Despite intensive research during the last decades, treatment regimes for many cancers (including acute myeloid leukemia (AML)) have not changed significantly. Reasons for this are manifold, but a main reason is the marked genetic heterogeneity of cancers, which complicates the development of novel therapeutics. Cancer cells carry a unique, patient-specific mutation signature and it is often unclear, which mutations contribute to the disease and which ones are mere passengers without affecting malignancy. Identification of all mutations in an actual tumor of a patient by whole genome sequencing is rapidly emerging as the method of choice for precision diagnostics. However, detailed knowledge of the functional roles and relevance of most mutations arising during tumorigenesis are still lacking.

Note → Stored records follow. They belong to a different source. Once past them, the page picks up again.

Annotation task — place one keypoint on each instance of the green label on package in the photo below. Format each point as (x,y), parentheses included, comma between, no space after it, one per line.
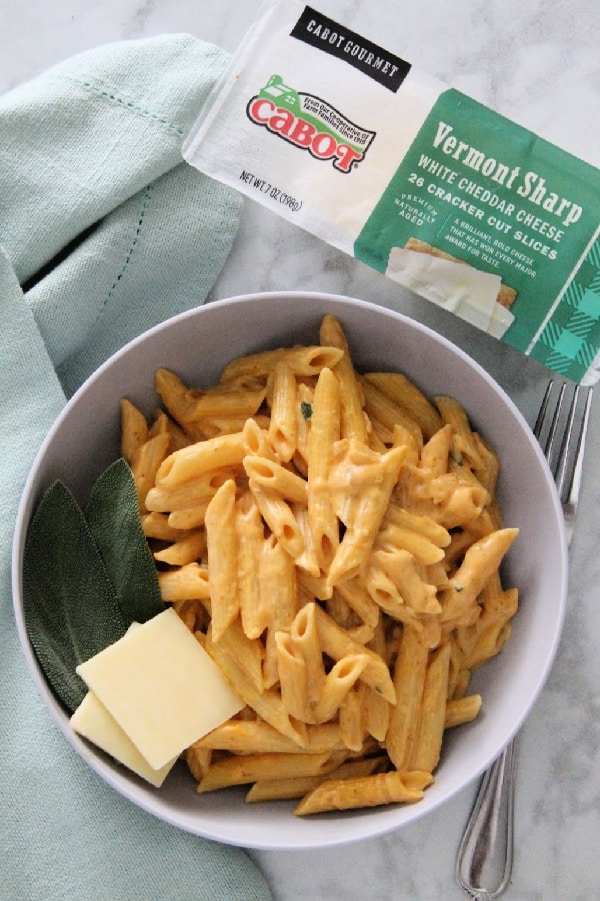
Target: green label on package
(479,188)
(413,178)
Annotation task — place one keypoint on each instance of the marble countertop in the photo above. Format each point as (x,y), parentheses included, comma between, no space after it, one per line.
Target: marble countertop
(538,64)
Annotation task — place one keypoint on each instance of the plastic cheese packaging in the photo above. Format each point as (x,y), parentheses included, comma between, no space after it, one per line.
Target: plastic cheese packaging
(413,178)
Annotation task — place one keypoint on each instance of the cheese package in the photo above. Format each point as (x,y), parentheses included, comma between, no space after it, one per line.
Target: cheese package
(161,687)
(413,178)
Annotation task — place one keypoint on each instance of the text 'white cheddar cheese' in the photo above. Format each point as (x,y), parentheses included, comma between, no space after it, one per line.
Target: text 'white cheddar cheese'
(161,687)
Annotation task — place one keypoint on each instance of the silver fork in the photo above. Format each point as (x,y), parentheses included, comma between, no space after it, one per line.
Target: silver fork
(484,862)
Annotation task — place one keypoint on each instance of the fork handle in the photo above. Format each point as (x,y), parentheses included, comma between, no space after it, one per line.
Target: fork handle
(484,860)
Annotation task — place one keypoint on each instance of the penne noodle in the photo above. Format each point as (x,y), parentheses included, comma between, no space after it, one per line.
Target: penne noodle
(283,425)
(279,518)
(405,393)
(365,791)
(302,361)
(189,582)
(428,745)
(185,550)
(409,680)
(190,462)
(271,476)
(222,550)
(339,644)
(324,431)
(353,422)
(252,767)
(255,606)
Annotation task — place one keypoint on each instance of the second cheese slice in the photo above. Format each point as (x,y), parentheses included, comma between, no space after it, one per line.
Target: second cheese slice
(161,687)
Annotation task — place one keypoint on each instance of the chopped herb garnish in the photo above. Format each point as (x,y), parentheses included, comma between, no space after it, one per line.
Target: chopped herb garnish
(306,409)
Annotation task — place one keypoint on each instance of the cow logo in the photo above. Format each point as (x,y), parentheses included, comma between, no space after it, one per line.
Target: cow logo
(309,123)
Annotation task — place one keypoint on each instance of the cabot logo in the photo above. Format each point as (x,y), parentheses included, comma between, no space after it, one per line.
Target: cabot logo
(310,124)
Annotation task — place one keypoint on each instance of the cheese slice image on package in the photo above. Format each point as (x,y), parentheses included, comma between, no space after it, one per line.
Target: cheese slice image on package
(413,178)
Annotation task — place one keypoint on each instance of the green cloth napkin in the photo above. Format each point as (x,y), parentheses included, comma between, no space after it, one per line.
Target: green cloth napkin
(104,232)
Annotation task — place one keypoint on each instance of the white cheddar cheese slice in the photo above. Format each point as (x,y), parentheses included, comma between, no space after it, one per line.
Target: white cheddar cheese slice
(161,687)
(93,721)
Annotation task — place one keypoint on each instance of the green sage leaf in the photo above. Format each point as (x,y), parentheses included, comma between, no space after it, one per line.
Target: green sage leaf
(112,513)
(70,606)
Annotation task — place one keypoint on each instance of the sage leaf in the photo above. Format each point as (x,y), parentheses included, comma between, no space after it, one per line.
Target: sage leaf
(112,513)
(69,603)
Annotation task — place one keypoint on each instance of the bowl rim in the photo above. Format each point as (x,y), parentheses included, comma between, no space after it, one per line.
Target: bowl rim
(123,784)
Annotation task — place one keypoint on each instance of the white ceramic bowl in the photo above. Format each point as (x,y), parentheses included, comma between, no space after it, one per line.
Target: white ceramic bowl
(197,344)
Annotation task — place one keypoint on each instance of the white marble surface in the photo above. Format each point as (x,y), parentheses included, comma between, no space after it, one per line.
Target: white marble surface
(537,63)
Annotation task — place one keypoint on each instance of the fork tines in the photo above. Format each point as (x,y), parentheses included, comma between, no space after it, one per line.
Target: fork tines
(565,411)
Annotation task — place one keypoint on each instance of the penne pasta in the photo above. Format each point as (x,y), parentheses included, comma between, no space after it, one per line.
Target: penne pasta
(333,540)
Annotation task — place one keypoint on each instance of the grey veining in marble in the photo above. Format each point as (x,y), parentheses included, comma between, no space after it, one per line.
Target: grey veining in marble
(537,63)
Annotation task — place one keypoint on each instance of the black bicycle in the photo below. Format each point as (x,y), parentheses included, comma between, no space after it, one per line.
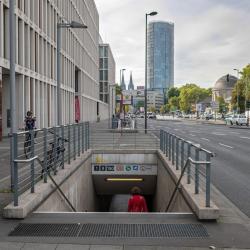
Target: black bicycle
(54,156)
(27,145)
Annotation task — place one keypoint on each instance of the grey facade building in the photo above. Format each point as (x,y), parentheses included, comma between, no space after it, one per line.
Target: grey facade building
(131,84)
(160,50)
(107,71)
(36,62)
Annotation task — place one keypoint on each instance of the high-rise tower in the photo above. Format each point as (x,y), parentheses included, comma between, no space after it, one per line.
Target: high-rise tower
(131,84)
(123,85)
(160,49)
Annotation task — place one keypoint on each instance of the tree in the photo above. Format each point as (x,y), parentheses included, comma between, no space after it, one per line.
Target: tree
(190,95)
(152,109)
(173,92)
(174,103)
(139,104)
(223,106)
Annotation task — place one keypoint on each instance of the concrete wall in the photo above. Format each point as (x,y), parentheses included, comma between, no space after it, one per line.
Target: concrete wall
(78,189)
(164,189)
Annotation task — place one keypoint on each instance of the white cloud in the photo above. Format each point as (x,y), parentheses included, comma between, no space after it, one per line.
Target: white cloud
(211,37)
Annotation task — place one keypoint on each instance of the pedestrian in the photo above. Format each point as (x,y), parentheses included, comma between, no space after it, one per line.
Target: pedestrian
(137,202)
(30,122)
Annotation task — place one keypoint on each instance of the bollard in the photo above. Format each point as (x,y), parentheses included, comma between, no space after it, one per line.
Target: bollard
(197,157)
(74,140)
(69,142)
(63,149)
(177,153)
(79,139)
(173,149)
(208,178)
(45,155)
(32,171)
(182,153)
(189,164)
(15,169)
(82,124)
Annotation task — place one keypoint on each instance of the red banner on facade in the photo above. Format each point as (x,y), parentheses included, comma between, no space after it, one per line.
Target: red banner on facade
(77,109)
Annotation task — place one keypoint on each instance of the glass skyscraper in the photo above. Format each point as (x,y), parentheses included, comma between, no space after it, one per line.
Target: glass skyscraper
(160,50)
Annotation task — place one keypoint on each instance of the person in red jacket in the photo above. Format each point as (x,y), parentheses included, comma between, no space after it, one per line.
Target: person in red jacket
(137,202)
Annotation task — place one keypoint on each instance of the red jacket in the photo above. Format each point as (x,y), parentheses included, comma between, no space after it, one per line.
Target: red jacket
(137,203)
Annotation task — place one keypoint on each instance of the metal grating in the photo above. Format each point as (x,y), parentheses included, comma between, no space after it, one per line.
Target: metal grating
(111,230)
(46,230)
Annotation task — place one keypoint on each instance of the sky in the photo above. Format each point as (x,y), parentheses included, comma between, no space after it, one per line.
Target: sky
(212,37)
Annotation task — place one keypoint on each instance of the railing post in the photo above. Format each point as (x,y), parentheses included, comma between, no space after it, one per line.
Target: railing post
(15,169)
(79,139)
(208,175)
(169,146)
(45,155)
(69,142)
(189,164)
(32,171)
(173,149)
(177,153)
(82,124)
(88,136)
(74,140)
(167,136)
(161,140)
(182,153)
(197,157)
(54,151)
(63,149)
(86,143)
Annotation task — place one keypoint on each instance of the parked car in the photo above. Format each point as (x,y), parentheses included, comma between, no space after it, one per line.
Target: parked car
(236,119)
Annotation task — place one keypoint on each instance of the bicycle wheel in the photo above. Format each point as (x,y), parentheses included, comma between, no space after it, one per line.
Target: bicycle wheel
(27,146)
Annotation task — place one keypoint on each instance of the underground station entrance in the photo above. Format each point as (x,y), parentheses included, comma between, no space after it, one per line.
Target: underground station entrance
(91,199)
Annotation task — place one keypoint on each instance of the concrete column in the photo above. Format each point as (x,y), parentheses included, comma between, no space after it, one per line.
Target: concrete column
(1,109)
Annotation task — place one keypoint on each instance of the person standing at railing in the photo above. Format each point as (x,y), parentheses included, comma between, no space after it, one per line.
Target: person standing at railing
(30,122)
(137,202)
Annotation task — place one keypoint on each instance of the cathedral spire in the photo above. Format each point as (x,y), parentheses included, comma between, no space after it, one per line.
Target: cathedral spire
(131,84)
(123,85)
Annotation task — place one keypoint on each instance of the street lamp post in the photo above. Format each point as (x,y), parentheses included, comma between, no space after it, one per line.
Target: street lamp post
(73,25)
(237,90)
(146,67)
(121,103)
(13,130)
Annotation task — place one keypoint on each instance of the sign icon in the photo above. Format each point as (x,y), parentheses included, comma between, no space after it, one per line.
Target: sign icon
(119,168)
(96,168)
(128,168)
(135,168)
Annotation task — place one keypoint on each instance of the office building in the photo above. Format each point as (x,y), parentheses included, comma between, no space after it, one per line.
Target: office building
(160,65)
(107,71)
(36,25)
(155,99)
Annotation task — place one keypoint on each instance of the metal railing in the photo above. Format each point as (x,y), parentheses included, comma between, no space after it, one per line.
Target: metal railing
(37,153)
(179,151)
(123,139)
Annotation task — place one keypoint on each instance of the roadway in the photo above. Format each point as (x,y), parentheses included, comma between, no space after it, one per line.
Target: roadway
(231,164)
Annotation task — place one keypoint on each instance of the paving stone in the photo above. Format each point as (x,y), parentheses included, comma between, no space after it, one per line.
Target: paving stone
(38,246)
(72,247)
(11,246)
(106,247)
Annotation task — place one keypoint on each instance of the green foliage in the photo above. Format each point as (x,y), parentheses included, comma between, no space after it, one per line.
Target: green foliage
(173,92)
(152,109)
(118,89)
(190,94)
(223,106)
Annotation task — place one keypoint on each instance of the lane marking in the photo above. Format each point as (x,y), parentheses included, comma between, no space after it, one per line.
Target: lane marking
(205,139)
(214,133)
(245,137)
(224,145)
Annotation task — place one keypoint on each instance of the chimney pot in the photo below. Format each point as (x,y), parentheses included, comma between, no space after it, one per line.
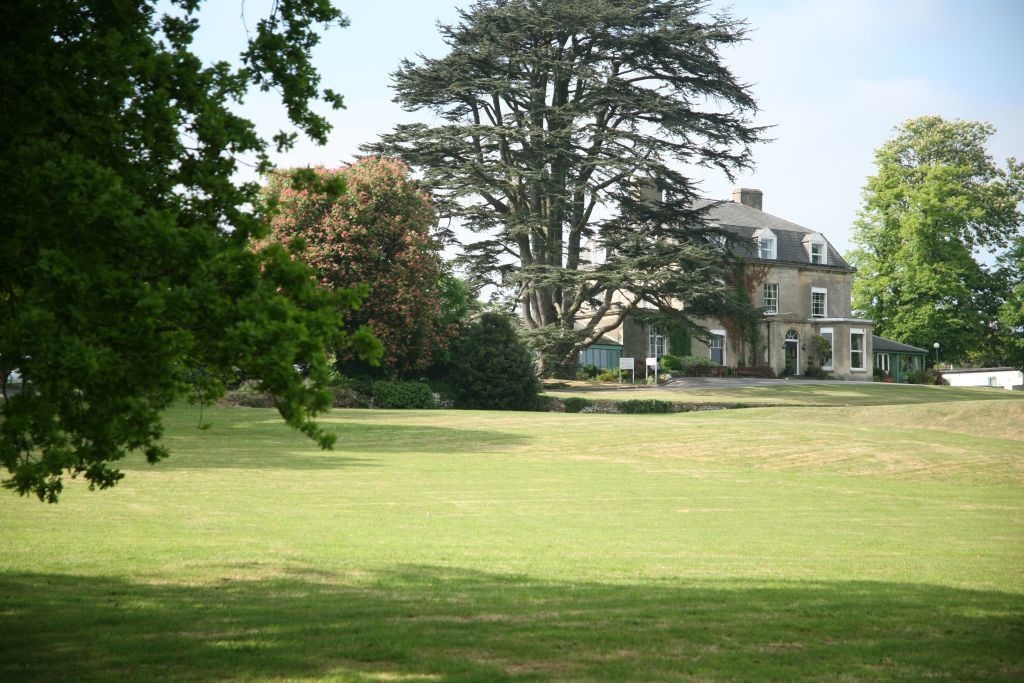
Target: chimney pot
(751,198)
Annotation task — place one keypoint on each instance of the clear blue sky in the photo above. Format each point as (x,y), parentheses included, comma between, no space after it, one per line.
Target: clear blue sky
(834,78)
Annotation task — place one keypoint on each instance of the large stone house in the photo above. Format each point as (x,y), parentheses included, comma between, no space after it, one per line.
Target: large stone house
(803,286)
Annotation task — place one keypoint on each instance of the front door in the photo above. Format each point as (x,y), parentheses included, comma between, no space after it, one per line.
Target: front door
(792,346)
(791,358)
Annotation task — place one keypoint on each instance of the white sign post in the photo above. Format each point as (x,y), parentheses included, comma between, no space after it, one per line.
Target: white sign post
(627,364)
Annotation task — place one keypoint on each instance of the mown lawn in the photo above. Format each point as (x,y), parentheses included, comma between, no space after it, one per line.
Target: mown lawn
(876,542)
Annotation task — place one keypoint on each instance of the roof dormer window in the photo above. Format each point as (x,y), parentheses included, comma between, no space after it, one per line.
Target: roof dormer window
(767,244)
(817,249)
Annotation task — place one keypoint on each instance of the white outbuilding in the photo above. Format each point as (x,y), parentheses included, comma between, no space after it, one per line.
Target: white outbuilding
(1005,378)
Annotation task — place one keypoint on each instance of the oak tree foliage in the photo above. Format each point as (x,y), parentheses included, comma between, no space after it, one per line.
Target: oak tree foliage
(553,115)
(936,203)
(376,230)
(126,274)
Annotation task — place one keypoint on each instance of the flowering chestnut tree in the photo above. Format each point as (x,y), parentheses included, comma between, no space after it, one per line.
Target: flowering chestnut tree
(376,230)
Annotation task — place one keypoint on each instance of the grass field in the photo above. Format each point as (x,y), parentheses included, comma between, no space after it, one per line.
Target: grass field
(872,542)
(847,393)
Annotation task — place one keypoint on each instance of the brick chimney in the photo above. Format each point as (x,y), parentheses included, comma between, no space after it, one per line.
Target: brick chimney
(751,198)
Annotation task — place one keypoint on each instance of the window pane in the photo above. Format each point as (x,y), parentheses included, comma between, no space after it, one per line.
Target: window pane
(817,304)
(770,298)
(857,351)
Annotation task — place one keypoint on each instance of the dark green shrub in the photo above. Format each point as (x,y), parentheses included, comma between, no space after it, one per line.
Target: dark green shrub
(928,376)
(402,394)
(644,406)
(545,403)
(672,364)
(493,369)
(576,404)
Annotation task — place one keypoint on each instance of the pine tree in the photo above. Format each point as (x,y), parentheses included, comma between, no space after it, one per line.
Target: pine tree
(556,115)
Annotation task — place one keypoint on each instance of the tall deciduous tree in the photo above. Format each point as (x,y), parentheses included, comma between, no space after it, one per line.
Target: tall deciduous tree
(126,276)
(937,199)
(377,230)
(553,109)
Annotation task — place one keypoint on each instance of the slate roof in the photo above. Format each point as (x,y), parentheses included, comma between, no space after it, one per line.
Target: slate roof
(883,344)
(743,221)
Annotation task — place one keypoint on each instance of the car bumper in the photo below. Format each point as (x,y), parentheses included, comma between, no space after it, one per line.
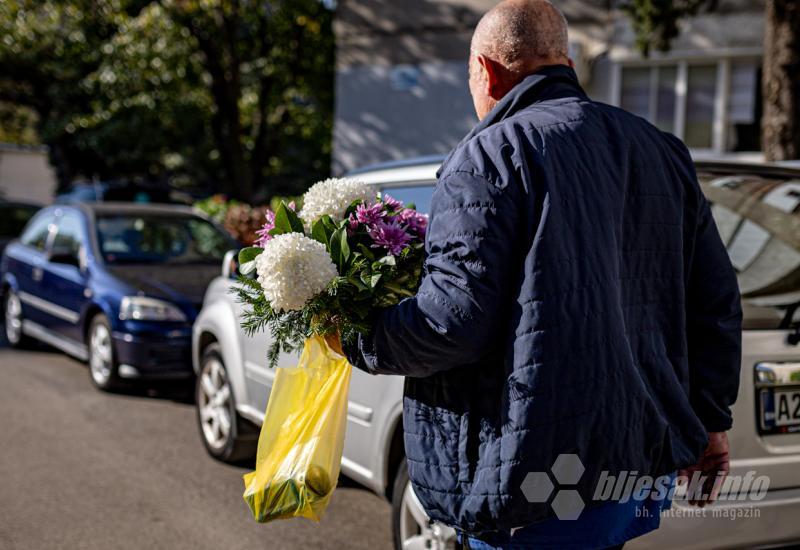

We have developed a system to functionally investigate the role and relevance of cancer mutations applying CRISPR/Cas9 technology. With this application, we propose to further develop this system to allow personalized cancer mutation profiling. We will design and produce lentiviral sgRNA libraries targeting the majority of mutations found in specific cancer cells. Functionally relevant mutations will be revealed by next generation sequencing. In a first test case we will employ an established AML cell line that will be followed by profiling samples isolated directly from AML patients. The method could become a key technology in personalized oncology with the potential to also transform individualized cancer therapy.
- Develop a technology that can rapidly pinpoint relevant mutations in cancer patient samples.
- Develop the CRISPR/Cas9 system as a tool that will be useful to assist physicians to identify the best treatment options for individualized treatments of their patients.